Contenzioso

Niente obbligo contributivo dalla dichiarazione dei redditi errata

di Matteo Prioschi

La presentazione di dichiarazioni dei redditi errate, di cui il contribuente chiede poi la correzione, non costituisce materiale con valore probatorio e non determina l'inversione dell'onere della prova per quanto riguarda l'obbligo di contribuzione all'Inps da parte di un socio accomandatario di una accomandita semplice.

Con l'ordinanza 21511/2018, la Corte di cassazione ha accolto il ricorso di una imprenditrice che per più anni ha presentato dichiarazioni dei redditi errate in relazione alla sua posizione di socia accomandataria di una società presso cui non ha svolto alcuna attività. A fronte delle dichiarazioni dei redditi, però, l'Inps ha preteso il pagamento dei contributi in favore della gestione commercianti, anche se l'imprenditrice, una volta resasi conto degli errori, ha chiesto la rettifica delle stesse in autotutela all'agenzie delle Entrate e all'istituto di previdenza.

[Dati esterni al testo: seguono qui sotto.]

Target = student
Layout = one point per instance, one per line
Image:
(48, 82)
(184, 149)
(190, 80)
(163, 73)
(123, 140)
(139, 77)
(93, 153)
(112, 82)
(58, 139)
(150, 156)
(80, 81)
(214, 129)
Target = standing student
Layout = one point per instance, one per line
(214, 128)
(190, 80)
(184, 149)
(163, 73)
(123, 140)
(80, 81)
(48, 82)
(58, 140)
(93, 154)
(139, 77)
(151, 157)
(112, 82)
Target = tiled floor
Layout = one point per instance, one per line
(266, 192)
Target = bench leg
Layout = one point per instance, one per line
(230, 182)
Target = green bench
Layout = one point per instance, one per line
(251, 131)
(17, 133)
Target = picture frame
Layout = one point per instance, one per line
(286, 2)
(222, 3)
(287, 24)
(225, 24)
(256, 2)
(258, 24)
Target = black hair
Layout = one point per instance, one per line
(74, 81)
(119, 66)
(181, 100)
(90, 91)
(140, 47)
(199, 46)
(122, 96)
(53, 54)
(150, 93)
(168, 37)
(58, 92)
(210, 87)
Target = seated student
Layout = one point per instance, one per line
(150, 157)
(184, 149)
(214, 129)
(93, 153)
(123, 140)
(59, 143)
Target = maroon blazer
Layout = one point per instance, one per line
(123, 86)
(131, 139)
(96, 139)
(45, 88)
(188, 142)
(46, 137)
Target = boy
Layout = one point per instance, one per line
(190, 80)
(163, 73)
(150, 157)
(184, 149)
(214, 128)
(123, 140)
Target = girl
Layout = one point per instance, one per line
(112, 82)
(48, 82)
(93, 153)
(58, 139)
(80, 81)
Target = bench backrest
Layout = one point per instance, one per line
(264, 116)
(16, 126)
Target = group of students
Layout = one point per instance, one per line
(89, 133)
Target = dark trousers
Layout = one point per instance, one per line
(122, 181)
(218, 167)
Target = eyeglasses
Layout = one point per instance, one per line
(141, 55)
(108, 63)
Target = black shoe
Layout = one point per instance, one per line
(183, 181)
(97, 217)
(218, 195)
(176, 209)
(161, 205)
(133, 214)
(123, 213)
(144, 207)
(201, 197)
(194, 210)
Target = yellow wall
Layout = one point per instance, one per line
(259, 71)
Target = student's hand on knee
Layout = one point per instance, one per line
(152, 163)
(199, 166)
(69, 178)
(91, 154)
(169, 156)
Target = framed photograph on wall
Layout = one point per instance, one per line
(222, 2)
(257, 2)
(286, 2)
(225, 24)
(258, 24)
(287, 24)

Il tribunale ha respinto la richiesta dell'Inps, mentre la Corte d'appello ha ritenuto che la rettifica delle dichiarazione sia stata presentata oltre il termine di decadenza (articolo 2 del Dpr 322/1998) «con conseguente consolidamento del titolo sottostante alla (legittima) pretesa creditoria dell'istituto» e che le dichiarazioni errate determinavano l'inversione dell'onere della prova. Cioè era l'imprenditrice a dover dimostrare di non aver svolto attività nella società, e non l'Inps a fare il contrario.

Quanto al termine per correggere gli errori, la Cassazione rileva che in, sede di contenzioso, il contribuente indipendentemente da modalità e termini della dichiarazione integrativa «può sempre opporsi alla maggiore pretesa tributaria dell'amministrazione finanziaria, allegando errori, di fatto o di diritto, commessi nella redazione della dichiarazione», non avendo quest'ultima carattere negoziale o dispositivo. Dato che il contribuente nel caso specifico ha evidenziato la presenza di errori nelle dichiarazioni, il giudice non avrebbe potuto attribuire alle stesse alcun valore di prova e tanto meno invertire l'onere della prova.

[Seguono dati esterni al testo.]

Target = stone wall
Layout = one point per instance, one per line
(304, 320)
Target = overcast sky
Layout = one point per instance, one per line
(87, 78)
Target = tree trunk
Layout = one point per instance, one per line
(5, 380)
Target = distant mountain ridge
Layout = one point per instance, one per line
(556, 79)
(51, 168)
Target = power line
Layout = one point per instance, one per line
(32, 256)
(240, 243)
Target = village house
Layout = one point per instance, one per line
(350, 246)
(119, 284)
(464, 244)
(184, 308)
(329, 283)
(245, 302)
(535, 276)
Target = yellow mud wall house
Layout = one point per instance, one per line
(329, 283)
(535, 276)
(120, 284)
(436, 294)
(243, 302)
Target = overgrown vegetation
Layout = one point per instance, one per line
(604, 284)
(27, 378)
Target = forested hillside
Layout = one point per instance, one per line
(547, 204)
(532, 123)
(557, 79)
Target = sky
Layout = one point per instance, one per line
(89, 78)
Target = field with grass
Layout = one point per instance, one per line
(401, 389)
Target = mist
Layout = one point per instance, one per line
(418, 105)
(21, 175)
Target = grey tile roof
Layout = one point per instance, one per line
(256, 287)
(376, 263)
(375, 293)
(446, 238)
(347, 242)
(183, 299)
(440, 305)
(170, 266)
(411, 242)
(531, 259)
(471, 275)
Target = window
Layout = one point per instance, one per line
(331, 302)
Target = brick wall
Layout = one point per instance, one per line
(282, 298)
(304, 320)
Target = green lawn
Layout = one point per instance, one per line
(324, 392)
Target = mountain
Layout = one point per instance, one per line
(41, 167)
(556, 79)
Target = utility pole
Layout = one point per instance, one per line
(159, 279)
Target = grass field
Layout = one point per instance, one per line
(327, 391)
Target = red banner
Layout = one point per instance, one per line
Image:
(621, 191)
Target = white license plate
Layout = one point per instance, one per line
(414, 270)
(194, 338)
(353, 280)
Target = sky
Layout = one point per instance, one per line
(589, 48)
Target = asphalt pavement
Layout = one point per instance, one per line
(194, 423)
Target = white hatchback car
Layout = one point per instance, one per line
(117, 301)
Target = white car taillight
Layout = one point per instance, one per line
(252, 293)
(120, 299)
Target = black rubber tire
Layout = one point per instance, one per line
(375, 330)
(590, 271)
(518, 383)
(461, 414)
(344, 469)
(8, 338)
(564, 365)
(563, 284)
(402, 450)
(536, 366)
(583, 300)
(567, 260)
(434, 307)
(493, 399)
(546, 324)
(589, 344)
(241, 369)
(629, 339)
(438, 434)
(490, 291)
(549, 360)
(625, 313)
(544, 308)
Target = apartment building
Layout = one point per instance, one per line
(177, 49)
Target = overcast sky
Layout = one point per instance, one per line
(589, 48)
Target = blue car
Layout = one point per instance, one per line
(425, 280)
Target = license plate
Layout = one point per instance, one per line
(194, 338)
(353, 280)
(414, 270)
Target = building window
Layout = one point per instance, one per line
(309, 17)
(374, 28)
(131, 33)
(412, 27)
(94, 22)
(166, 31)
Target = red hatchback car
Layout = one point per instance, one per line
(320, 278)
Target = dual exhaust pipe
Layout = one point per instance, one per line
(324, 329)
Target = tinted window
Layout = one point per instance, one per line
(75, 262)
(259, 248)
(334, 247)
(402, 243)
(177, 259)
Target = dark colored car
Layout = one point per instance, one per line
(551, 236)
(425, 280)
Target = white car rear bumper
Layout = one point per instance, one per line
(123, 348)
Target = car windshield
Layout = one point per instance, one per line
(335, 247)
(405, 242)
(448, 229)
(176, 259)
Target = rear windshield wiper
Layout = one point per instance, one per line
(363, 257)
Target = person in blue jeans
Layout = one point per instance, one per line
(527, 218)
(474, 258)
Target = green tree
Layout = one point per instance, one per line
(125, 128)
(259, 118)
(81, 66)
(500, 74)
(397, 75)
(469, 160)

In relazione alle società in accomandita semplice la Suprema corte ricorda che «la qualità di socio accomandatario non è sufficiente a far sorgere l'obbligo di iscrizione nella gestione assicurativa degli esercenti attività commerciali, essendo necessaria anche la partecipazione personale al lavoro aziendale, con carattere di abitualità e prevalenza, la cui prova è a carico dell'istituto assicuratore».